ERD officials pointed out the lengthier timeline having adopted by the Chinese to sanction loans and release tranches. China pledged USD 1.12 billion for the Dhaka-Ashulia Expressway project in 2017. However, China has released just USD170 million so far. The project has seen just 12 percent physical progress after seven years.
The slower loan approval process has caused cost overruns and delays in project implementation. Rajshahi Wasa Surface Water Treatment Plant has been delayed by at least three years due to a lack of a timely loan agreement.
Moreover, Bangladesh is set to pay more for the water treatment plant as the Chinese denied international bidding. “In this loan, the project contractor is selected by the lender, also from China. Since these are tied loans, their procurement price becomes higher,” said M. Fouzul Kabir Khan, former secretary of the Bangladesh government.
Bangladesh had earlier sought to re-evaluate the China-funded projects and downwardly revised their cost as the Chinese conditions led the effective interest rate on Chinese loans to swell up to 10-15 percent. Many global experts have expressed concerns over Chinese loans, the forceful participation of Chinese companies and higher interest rates.

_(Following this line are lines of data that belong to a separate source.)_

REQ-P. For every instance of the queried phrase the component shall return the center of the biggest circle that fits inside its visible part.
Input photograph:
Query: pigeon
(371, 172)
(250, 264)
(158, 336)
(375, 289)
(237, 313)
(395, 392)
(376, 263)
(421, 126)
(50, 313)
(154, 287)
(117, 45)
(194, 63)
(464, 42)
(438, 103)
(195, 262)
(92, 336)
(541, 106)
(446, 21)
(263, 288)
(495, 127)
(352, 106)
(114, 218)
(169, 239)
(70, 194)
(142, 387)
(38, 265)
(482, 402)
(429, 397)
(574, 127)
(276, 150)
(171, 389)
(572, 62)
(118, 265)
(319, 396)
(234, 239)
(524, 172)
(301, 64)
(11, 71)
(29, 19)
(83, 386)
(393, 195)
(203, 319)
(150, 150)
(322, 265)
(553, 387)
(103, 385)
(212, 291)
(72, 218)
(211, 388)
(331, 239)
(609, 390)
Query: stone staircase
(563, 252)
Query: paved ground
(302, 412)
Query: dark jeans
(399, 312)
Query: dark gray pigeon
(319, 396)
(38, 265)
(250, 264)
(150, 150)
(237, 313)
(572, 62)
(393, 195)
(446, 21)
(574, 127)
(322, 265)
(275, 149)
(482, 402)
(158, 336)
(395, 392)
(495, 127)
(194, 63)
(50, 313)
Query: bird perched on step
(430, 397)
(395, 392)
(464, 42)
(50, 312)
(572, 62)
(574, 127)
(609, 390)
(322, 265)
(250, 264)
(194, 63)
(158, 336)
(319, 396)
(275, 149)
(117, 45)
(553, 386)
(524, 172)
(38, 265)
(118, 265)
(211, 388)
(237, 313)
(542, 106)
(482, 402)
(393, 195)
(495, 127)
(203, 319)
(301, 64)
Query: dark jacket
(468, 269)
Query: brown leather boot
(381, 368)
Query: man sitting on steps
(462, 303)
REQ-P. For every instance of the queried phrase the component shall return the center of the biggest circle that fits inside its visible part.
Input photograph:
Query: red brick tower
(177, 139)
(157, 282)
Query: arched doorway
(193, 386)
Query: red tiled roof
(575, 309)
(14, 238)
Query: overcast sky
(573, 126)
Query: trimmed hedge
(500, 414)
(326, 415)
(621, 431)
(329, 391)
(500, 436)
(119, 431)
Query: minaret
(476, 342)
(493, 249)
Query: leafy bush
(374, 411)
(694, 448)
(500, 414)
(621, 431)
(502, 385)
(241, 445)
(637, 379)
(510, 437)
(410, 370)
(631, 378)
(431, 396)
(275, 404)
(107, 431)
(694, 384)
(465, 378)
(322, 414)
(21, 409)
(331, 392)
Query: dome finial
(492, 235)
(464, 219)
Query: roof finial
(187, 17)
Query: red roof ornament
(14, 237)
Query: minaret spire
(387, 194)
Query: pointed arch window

This however irked China. So, it took to arm-twistingby threatening to halt the ongoing work on important rail lines. “I believe Chinese projects are always overvalued. But since they had already reached advanced stages, a unilateral cut may have hurt China’s ego,” Mansur said.
Overall, the pace of Chinese-funded projects in Bangladesh has been quite slow. Of around 27 projects, which were proposed during Chinese President Xi Jinping’s visit in 2016, only three projects have been completed so far. Most of these projects have ceased to remain relevant now, said ERD secretary Sharifa Khan.
Also, China may have lost interest in the funding to Bangladesh under BRI. The commitments made by Beijing lose steam if projects do remain profitable for China, said Tom Baxter, Global China Editor of China Dialogue. “If forces aren’t well aligned for Chinese companies to make money, high-level statements of intent won’t really get off the ground,” he said.
China EXIM Bank has threatened to block further funding if Bangladesh fails to pay up debt in time. Against such a backdrop, decreasing returns from the BRI-led mega projects and pressure of repaying Chinese loans can have a serious impact on Bangladesh’s macroeconomic stability and foreign reserves.
Mustafa Kamal Mujeri, a former chief economist at Bangladesh’s central bank, said the foreign loans become a burden if there is a mismatch between actual and projected returns from the mega projects. He said “The debt repayment requirements are increasing fast and will continue rising. There is a need to “be careful and selective in taking foreign loans,” Mujeri added.